Puis je me reprends. Ça me fait le sentiment de m’ébrouer, de forcer d’un bloc les pensées, d’attraper chaque mention d’Alec et d’y trouver ce que je cherche le plus : la sincérité de la démarche. Les risques véritable.
J’ai pas tout. Loin de là. En vérité, j’en ai même l’impression d’étouffé lorsque je m’extrais de là, confronté à cette haine que j’expulse et que je morcelle dans mon âme depuis l’enfance pour en briser la force.
Un pas, deux, je recule, cligne des yeux, manque de souffle. Père ; n’est pas si loin dans les abysses de mes souvenirs.
Je repousse, déglutis, chope le type étalé au sol. Le risque est réel, bien sûr, de lui avoir véritablement fracturé l’âme. Mais j’crois qu’il a vécu pire. Il tiendra. Son corps se soulève, trop brutalement, aidé par la magie qui sillonne mes veines et compense les faiblesses de mon propre organisme encore marqué par ses récents sévices. Je claque sa joue, plante mon regard dans le sien. Pas de légilimencie cette fois. J’ai ce qui me faut.
“Hey ! L’erreur … ” Il y a bien des mots qui me viennent. Bien des violences dans ma voix rendue rauque par une émotion que je n’attendais pas. Mon souffle est court, s’écrase sur la gueule du type. Pourtant je m’arrête - rien qu’une seconde - à le dévisager.

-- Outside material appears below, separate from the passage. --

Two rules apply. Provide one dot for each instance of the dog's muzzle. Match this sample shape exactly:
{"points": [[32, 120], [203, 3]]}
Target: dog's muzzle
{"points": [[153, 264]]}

Je suis l’homme que tu refuses de devenir. Je suis celui que tu fuis. Je suis celui que tu serais devenu, si tu avais suivi la voie familiale. Et je ne sais ce qu’un tel constat dit de ma propre famille. Et de moi.
Alors je te lâche, sans autre forme de procès.
“Merde pas avec Alec.” De la rocaille, cette voix. “Ou c’est pas le chant du rossignol qu’il te faudra craindre.”
Ça tremble dans mon esprit. Bascule. Je sens le contact glacial des fers et l’humidité de l’eau sur ma nuque. Rien n’est réel. J’ai juste l’esprit qui flanche. Je suis juste faible. Aussi faible que toi. Si tu le réalises, bien sûr, tu ne me louperas pas.
Alors la seconde suivante, il n’y a plus que le néant face à Aldric O’Phellan. Le vide pour narguer Bryn Teller.
Qui suis-je, pour incarner les rives de tes enfers ? J’emporterai cette question avec moi.